Ostranenija
If we start to examine the general laws of perception, we see that as perception becomes habitual, it becomes automatic. Thus, for example, all of our habits retreat into the area of the unconsciously automatic; if one remembers the sensations of holding a pen or of speaking in a foreign language for the first time and compares that with his feeling at performing the action for the ten thousandth time, he will agree with us. Such habituation explains the principles by which, in ordinary speech, we leave phrases unfinished and words half expressed. In this process, ideally realized in algebra, things are replaced by symbols. Complete words are not expressed in rapid speech; their initial sounds are barely perceived.

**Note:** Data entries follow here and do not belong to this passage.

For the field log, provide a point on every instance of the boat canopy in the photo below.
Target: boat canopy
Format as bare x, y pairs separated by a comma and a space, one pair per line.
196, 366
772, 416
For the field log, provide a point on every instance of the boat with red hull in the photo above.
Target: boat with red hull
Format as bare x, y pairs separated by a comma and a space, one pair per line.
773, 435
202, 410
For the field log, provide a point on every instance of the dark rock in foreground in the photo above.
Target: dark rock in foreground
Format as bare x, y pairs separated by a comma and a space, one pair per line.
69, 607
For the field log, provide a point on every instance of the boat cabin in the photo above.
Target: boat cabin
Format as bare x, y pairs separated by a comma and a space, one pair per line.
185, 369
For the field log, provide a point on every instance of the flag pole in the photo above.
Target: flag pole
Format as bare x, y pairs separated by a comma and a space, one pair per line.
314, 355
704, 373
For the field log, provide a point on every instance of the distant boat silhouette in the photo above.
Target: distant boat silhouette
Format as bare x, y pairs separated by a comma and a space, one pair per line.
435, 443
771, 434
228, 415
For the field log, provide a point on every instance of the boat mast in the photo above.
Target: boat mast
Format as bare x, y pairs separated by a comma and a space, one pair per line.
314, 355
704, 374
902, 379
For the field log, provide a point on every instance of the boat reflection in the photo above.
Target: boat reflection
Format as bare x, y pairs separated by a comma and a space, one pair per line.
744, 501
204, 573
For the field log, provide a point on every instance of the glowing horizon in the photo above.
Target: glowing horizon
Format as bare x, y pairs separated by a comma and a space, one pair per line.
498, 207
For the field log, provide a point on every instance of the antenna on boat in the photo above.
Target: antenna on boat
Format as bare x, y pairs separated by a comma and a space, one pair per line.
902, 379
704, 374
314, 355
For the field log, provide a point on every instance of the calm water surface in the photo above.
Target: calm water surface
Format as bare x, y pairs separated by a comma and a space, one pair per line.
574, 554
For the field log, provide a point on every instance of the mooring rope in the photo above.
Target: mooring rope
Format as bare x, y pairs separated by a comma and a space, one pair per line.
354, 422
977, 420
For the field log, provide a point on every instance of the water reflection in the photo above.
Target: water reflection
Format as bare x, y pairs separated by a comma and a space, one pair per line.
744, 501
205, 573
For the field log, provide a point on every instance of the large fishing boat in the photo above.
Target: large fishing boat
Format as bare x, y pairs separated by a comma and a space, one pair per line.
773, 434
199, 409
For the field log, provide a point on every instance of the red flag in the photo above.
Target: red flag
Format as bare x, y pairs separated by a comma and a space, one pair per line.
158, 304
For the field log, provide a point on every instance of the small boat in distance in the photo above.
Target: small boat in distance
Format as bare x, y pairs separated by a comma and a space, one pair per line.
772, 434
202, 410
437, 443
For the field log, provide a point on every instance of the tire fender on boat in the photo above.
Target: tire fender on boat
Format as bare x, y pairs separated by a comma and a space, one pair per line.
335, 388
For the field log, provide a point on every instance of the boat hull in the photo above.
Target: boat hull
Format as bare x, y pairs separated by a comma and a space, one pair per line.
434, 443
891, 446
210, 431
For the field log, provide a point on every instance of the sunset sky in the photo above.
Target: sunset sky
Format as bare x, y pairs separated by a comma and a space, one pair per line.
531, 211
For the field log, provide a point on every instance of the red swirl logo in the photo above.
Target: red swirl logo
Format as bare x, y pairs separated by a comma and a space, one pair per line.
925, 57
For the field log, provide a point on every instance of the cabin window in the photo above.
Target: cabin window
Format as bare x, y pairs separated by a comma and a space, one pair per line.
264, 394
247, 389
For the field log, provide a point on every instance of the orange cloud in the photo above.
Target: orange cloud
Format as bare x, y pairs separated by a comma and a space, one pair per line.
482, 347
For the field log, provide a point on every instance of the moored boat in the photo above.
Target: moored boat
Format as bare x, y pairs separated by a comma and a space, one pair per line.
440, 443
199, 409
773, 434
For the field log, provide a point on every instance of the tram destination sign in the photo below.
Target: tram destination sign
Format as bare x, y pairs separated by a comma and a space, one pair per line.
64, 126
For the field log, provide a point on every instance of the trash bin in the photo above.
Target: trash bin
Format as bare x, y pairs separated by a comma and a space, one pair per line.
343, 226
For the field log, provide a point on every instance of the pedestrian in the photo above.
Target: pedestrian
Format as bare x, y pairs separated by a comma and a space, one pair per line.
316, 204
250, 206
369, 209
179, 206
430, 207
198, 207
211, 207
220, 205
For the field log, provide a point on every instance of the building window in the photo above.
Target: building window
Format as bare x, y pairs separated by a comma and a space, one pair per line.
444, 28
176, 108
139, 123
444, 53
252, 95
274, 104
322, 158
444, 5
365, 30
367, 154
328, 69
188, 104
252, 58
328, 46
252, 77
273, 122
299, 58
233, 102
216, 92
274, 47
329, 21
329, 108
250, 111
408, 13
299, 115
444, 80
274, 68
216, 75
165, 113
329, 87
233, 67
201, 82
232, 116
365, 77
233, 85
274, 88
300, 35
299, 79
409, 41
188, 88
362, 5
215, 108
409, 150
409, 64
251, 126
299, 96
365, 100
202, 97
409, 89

This characteristic of thought not only suggests the method of algebra, but even prompts the choice of symbols (letters, especially initial letters). By this "algebraic" method of thought we apprehend objects only as shapes with imprecise extensions; we do not see them in their entirety but rather recognize them by their main characteristics. We see the object as though it were enveloped in a sack. We know what it is by its configuration, but we see only its silhouette. The object, perceived thus in the manner of prose perception, fades and does not leave even a first impression; ultimately even the essence of what it was is forgotten. Such perception explains why we fail to hear the prose word in its entirety and, hence, why (along with other slips of the tongue) we fail to pronounce it. The process of "algebrization," the over-automatization of an object, permits the greatest economy of perceptive effort. Either objects are assigned only one proper feature—a number, for example—or else they function as though by formula and do not even appear in cognition:
I was cleaning a room and, meandering about, approached the divan and couldn’t remember whether or not I had dusted it. Since these movements are habitual and unconscious, I could not remember and felt that it was impossible to remember—so that if I had dusted it and forgot—that is, had acted unconsciously, then it was the same as if I had not. If some conscious person had been watching, then the fact could be established. If, however, no one was looking, or looking on unconsciously, if the whole complex lives of many people go on unconsciously, then such lives are as if they had never been. |
And so life is reckoned as nothing. Habitualization devours works, clothes, furniture, one’s wife, and the fear of war. "If the whole complex lives of many people go on unconsciously, then such lives are as if they had never been." And art exists that one may recover the sensation of life; it exists to make one feel things, to make the stone stony. The purpose of art is to impart the sensation of things as they are perceived and not as they are known. The technique of art is to make objects "unfamiliar," to make forms difficult, to increase the difficulty and length of perception because the process of perception is an aesthetic end in itself and must be prolonged. Art is a way of experiencing the artfulness of an object; the object is not important.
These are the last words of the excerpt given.